We’ll get to Mary and the angel in a moment, but first let’s give some attention to our first lesson.   King David has vanquished his enemies and things are going well for him, comfortably settle in his palace, until he remembers that God is outside, “in a tent” (2 Sam 7:2).  So David plans to build God a proper church, a fine temple, and is presumably quite pleased with himself, but that night God troubles the dreams of his counsellor, the prophet Nathan, and says “did I ever ask you to build me a house?”:

 

“Thus says the Lord: Are you the one to build me a house to live in?

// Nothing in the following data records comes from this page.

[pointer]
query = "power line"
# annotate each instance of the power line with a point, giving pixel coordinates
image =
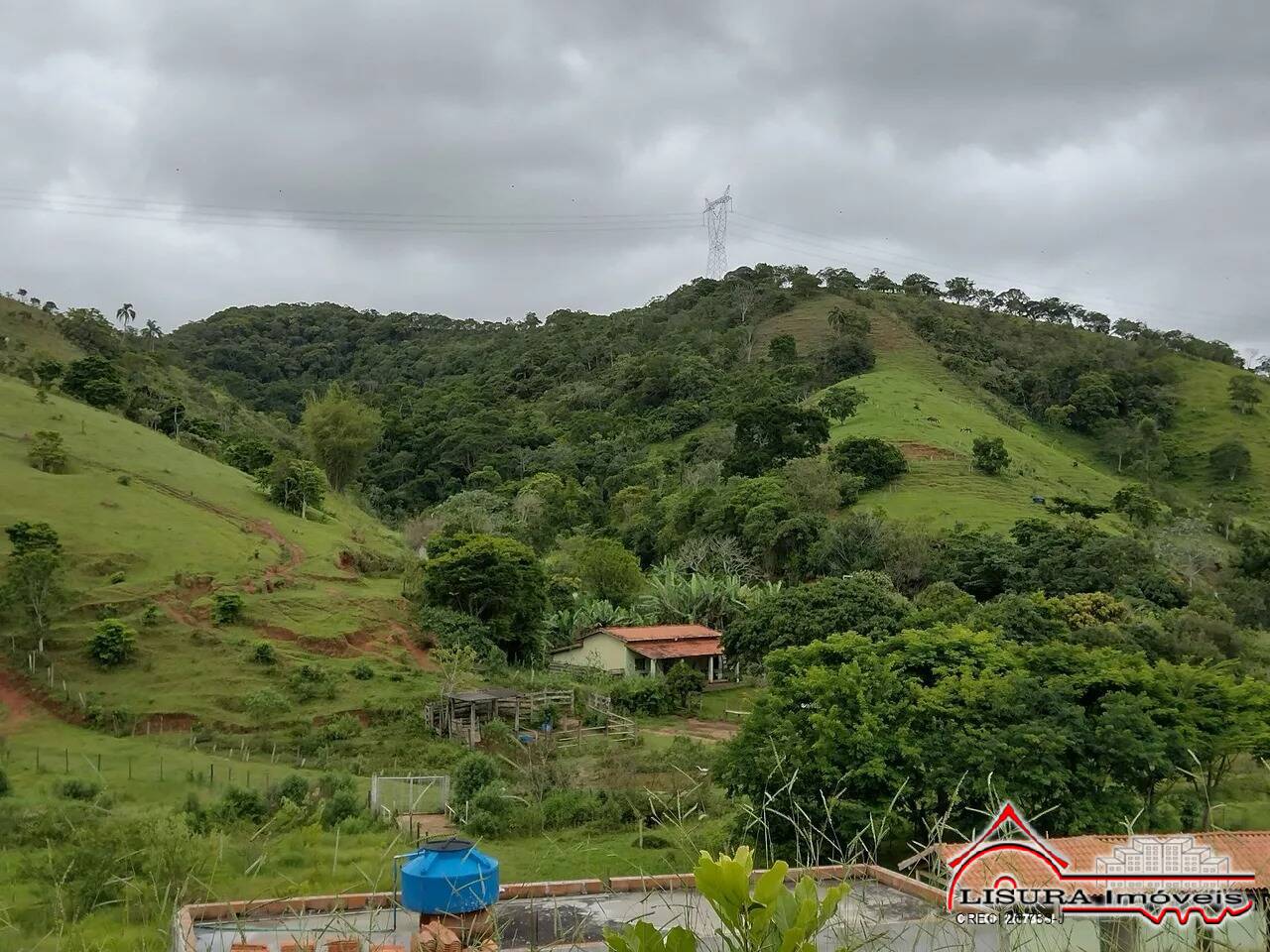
(422, 226)
(127, 203)
(752, 232)
(716, 234)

I have not lived in a house since the day I brought up the people of Israel from Egypt to this day, but I have been moving about in a tent and a tabernacle.” (2 Sam 7.5-6)

 

The idea of a God on the move, tenting with his people, came naturally to the Jews as a nomadic people.  God didn’t need a church when he led the Israelites out of slavery in Egypt.  He didn’t need a church when they crossed the Red Sea just ahead of Pharaoh’s army.  God didn’t need a church when he went out into the fields to find the shepherd David and make him a king.  Why, says God, should I need a church now?  Did I need a church to save you guys?

 

The story of Israel since then is a cycle of temples built, temples destroyed, exile, return, and rebuilding.   Jesus stands before Herod’s second temple in Jerusalem and warns the disciples that the cycle will continue and this temple too will be torn down (Mt 24: 1-2).  What the disciples don’t realize as they listen to Jesus is that they are looking directly at the Word made flesh, the Son of God living and dwelling amongst them in Jesus the man.

 

At the beginning of John’s gospel, in that lovely phrase “the Word became flesh and dwelt among us” (Jn 1.14), the verb in Greek that the King James version translated as “dwelt” is “skenoo”, meaning “to tent”.  It’s the same word, and the same meaning, as Nathan hears in his dream from our first lesson, of God “tenting” with his people (ἐν σκηνῇ).

 

In saying yes to the angel, Mary gives her womb to serve as a tent of flesh, a temporary dwelling for the God who is coming into the world.     In choosing this humble girl from a backwards village, God signals his determination to send Jesus to dwell among the poor and downtrodden, the poor and the ignored.   Jesus, the tenting God, will shortly travel with the holy family as they flee Herod, taking the road that countless refugees have taken since then.

 

This morning, as I breakfasted comfortably and safely in my bed, I read of hospitals so overwhelmed by those sick and dying of the coronavirus they are setting up tents to serve as a triage space for those racked by coughs and short of breath.   Surely the God of tents and tabernacles will be moving in tents such as these, just as the poet Malcolm Guite described the Jesus of this Easter, trading the locked down and empty churches and going to hospitals 

 

“To don his apron with a nurse: he grips

And lifts a stretcher, soothes with gentle hands

The frail flesh of the dying, gives them hope,

Breathes with the breathless, lends them strength to cope.”

 

(Photo - https://www.washingtonpost.com/graphics/2020/national/california-hospital-covid-capacity/)

 

 

This Christmas season, I see Jesus in other places where the tents are humble and cold.   I see Jesus in the encampments and tarp villages of the homeless.  I see Jesus in refugee camps and detention centres across the globe, where, to quote another Malcom Guite poem, he “pitch[es] his tent in our humanity”.   

 

 

So yes, this Christmas, Jesus is not in the dark and empty churches.   Our tenting God is where he always is: in the shelters and prisons where few care if the poor get the virus, in the long term care homes where the families can’t visit, in the homes of of the widow, the widower, the lonely.  Our tenting God, who willingly entered the womb of a humble girl to give dignity to all humanity, is in all these places and more.   Let the churches rest and await our joyous return.  Until then, Jesus is where he needs to be.